The intensity that defined Pat Summitt often skirted the line between sarcasm and sincerity. In March 2011 I was a senior at the University of Tennessee and sports editor of the Daily Beacon who had been dispatched to cover the Lady Vols in the Dayton Regional of the NCAA tournament. There I watched top-seeded Tennessee fall to No. 2 Notre Dame in the Elite Eight, 73-59, which halted the Lady Vols’ shot at reaching another Final Four.
As the clock approached midnight, the media room in the bowels of UD Arena began to fill. Soon Summitt emerged from a dark curtain and climbed to the podium to deliver her postgame remarks. She was disappointed, she said, that her Lady Vols had been outmatched against the Irish, who had been 0-20 against Tennessee prior to the matchup. But Tennessee’s stellar season, which had featured only three losses, would ultimately fall short of a national championship.
Eventually a reporter posed a question to Summitt: When did she plan to throw Tennessee back on the practice floor? How much rest would the Lady Vols get? Summitt cracked a sly smile and glanced across the room at Joan Cronan, then the women’s athletic director at Tennessee. “If Ms. Cronan would let me,” Summitt said, “we’d be out there tonight.”
The gathered media chuckled. Is she serious? We wondered. With Summitt, you never knew. But those most familiar with Summitt, who amassed 1,098 wins and eight national titles in 38 seasons in Knoxville, wouldn’t put it past her to stage a late-night practice on an opponent’s floor. After all, who would dare try to stop her? For nearly four decades Summitt demanded an unrelenting standard at Tennessee, one few college athletes could meet. It’s no surprise only the best of the best ever earned the chance to play for Pat.

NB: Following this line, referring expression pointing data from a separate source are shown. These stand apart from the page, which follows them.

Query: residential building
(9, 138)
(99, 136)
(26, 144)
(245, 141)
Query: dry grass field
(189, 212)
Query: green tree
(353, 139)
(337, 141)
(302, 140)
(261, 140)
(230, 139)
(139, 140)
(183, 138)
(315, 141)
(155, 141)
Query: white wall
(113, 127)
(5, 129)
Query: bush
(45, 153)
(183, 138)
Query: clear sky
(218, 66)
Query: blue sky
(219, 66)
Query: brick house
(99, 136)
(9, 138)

I grew up in Knoxville and never knew a time when Summitt wasn’t dominant. She won her first national championship in 1987, the year before I was born. As a kid I ventured to Vols and Lady Vol games alike, and it never seemed odd that the Lady Vols regularly outdrew their male counterparts in attendance. By the time Tennessee won the national championship in football in 1998 -- which launched Knoxville into relative euphoria -- Summitt had already put a bow on a three-peat of titles earlier that year. But Big Orange fans had long grown accustomed to Summitt’s excessively successful Lady Vols, the undisputed pinnacle of women’s basketball.

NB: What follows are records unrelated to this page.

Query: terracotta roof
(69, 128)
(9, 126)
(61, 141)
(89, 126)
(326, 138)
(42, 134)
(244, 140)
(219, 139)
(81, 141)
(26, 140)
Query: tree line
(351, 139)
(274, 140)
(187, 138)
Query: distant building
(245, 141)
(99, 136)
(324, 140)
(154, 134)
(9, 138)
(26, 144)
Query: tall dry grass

Despite the winning – and there was plenty of it – Summitt maintained an integrity largely absent from major college athletics. She managed to run circles around other women’s programs by doing things the right way. Every Lady Vol that completed her eligibility left Knoxville with a degree. During the 2009-10 season a key player in Summitt’s rotation, center Kelly Cain, asked the coach if she could skip a road game at Alabama so she wouldn’t miss class. Summitt obliged (and the Lady Vols still beat the Crimson Tide).

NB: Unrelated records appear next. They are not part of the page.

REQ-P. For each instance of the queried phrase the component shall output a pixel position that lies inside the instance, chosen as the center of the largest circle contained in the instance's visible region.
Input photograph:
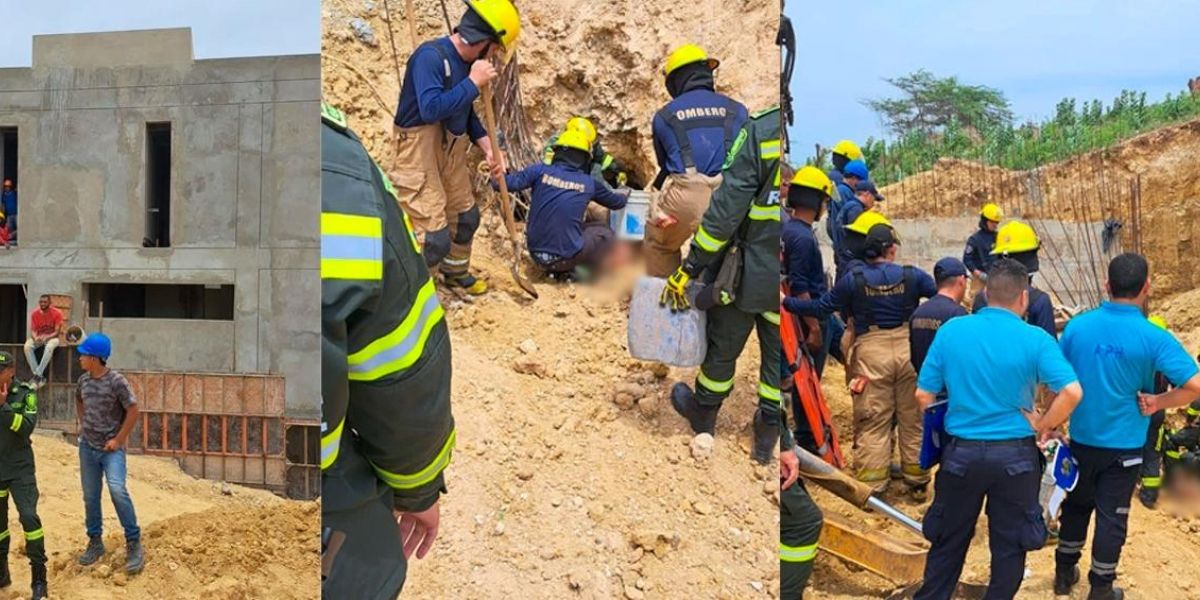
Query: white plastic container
(659, 335)
(630, 221)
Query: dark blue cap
(856, 168)
(949, 267)
(867, 185)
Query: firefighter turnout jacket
(385, 348)
(744, 213)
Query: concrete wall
(1071, 275)
(244, 195)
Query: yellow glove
(675, 292)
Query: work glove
(675, 292)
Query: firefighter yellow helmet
(868, 220)
(1015, 237)
(687, 54)
(993, 213)
(849, 149)
(502, 16)
(583, 126)
(814, 178)
(574, 138)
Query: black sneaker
(95, 550)
(1065, 580)
(1109, 593)
(766, 438)
(135, 557)
(702, 419)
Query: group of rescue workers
(106, 412)
(385, 342)
(963, 390)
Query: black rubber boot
(39, 586)
(766, 437)
(1149, 497)
(135, 557)
(1065, 580)
(95, 550)
(702, 419)
(1110, 593)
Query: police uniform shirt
(802, 258)
(1116, 351)
(990, 364)
(889, 310)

Another time, the coach suspended star forward Candace Parker for the first half of a road game at DePaul – all for missing curfew. Curfew. It didn’t seem to matter that the contest marked a homecoming of sorts for Parker, an Illinois native. From bench player to All-American, those who wore the orange and white had a standard to meet, lest incur the wrath of Summitt’s steely gaze.
But perhaps Summitt’s most enviable quality was her ability to remain approachable. She was a larger-than-life figure who felt like one of us, a neighbor chock-full of sound advice and down-home charm. Immense success did nothing to alter a personality born and bred on the farms of Middle Tennessee. And as Summitt went on to raise the profile of women’s athletic everywhere, she treated each and ever person like they mattered. But for so many across the country, it was Summitt who truly mattered, evolving into a figure we won’t ever forget.